The first step is to document verbs that describe what you do: teach, delegate, direct, manage, trade, write, consult, design- and the list goes on and on.  Google “action verbs”, and you’ll get more than you need.  These words create a mental vision of you doing. Employers want to picture your activity.

Once you’ve determined your action verbs, the second step is to think about the quantifiable accomplishments, achievement, or results from each position you’ve had.  Also collect and document how many, how much, how often and other hard data. My recent client eagerly told me what she “does” (although she does not have this written down), but never stopped to think about, let alone document, her achievements, outcomes, and benefits of the work she does so brilliantly, and I daresay, magically.  (Sadly, she has never thought about her practice in this way, and just wants someone else to do this thinking for her. Thinking about, and documenting outcomes are essential, even for those of us in the “helping professions”).
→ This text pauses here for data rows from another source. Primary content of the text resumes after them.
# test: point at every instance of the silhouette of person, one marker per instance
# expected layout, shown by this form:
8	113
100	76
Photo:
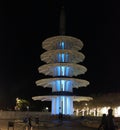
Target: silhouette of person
110	121
103	122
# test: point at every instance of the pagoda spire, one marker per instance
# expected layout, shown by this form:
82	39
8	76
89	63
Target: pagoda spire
62	21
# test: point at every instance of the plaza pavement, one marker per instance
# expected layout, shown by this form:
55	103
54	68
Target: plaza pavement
46	125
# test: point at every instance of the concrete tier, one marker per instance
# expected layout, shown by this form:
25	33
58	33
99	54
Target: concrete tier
53	43
50	82
62	69
53	56
49	98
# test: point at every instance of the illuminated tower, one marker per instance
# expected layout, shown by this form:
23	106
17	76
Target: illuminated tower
62	57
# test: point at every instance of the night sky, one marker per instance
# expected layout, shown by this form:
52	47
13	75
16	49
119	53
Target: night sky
25	24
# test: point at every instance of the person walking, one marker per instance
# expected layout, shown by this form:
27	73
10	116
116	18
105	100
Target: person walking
110	121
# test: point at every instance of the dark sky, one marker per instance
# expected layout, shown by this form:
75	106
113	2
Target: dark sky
25	24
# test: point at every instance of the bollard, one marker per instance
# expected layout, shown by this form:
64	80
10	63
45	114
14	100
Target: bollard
10	124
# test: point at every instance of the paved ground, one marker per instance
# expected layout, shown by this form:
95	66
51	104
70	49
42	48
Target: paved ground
54	125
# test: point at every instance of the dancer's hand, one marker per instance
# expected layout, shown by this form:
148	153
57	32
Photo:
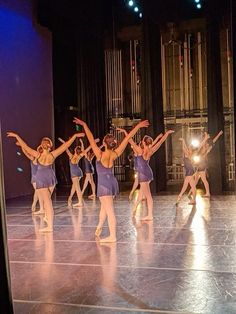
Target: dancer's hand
12	134
78	121
120	130
143	124
79	134
61	140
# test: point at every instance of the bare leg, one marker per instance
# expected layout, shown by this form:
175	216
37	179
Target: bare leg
184	188
108	205
134	187
47	201
205	182
147	194
78	191
102	217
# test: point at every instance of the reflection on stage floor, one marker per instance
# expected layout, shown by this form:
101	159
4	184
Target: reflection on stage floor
184	261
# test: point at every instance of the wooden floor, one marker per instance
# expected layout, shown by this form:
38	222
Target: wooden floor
182	262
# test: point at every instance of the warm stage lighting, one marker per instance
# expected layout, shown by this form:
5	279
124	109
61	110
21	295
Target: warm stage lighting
196	159
195	143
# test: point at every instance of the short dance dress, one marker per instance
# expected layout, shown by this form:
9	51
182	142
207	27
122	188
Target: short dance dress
45	177
107	184
188	167
34	168
75	170
88	167
144	170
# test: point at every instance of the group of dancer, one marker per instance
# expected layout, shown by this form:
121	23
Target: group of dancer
44	179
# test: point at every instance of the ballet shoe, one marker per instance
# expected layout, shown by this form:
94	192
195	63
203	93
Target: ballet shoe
39	212
92	197
98	232
147	218
107	240
46	229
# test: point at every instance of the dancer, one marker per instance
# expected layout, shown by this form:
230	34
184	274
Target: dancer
34	168
107	186
134	156
89	171
76	172
45	176
144	152
203	151
189	172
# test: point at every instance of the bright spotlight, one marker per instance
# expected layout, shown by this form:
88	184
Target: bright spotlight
195	143
196	158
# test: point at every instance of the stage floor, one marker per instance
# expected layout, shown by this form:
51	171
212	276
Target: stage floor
182	262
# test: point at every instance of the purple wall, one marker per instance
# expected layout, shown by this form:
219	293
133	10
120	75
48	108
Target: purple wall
26	104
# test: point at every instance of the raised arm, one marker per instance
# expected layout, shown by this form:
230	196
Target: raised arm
70	155
97	151
23	145
143	124
217	136
155	147
136	148
58	151
157	139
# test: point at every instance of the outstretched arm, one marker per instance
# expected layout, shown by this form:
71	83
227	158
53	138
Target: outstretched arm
70	155
184	147
97	151
23	145
217	136
143	124
137	150
157	139
65	145
162	140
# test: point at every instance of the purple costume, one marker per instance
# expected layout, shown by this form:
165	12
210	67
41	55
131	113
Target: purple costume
107	184
145	173
75	170
188	167
88	167
34	168
45	177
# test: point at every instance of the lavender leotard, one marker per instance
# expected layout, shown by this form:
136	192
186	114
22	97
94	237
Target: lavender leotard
188	167
145	173
107	184
75	170
88	167
45	177
34	168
I fully recognize that it’s a bit of a leap to think of position(s) in accomplishment terms, so check out the following questions to assist you:
(If these do not directly apply to you, I hope you get the point)

  • What problems did you identify and solve?
  • What new program, product, idea, or system did you introduce? Results?
  • How did you save the company money or time? How much?
  • How did you effectively manage others? Results?
  • What awards, bonuses, or promotions did you receive?
  • What kinds of clients do you serve (for example, professional athletes) and what was the outcome?
  • How much money did you manage? Results?
  • How many events did you coordinate?  Outcomes of each?
  • What kinds of contracts were awarded? 

From my experience, once your mindset shifts from duties to results, you’ll start to think differently and (hopefully) start documenting your results. This simple shift will position you for your next job and, as a bonus, greatly boost your confidence.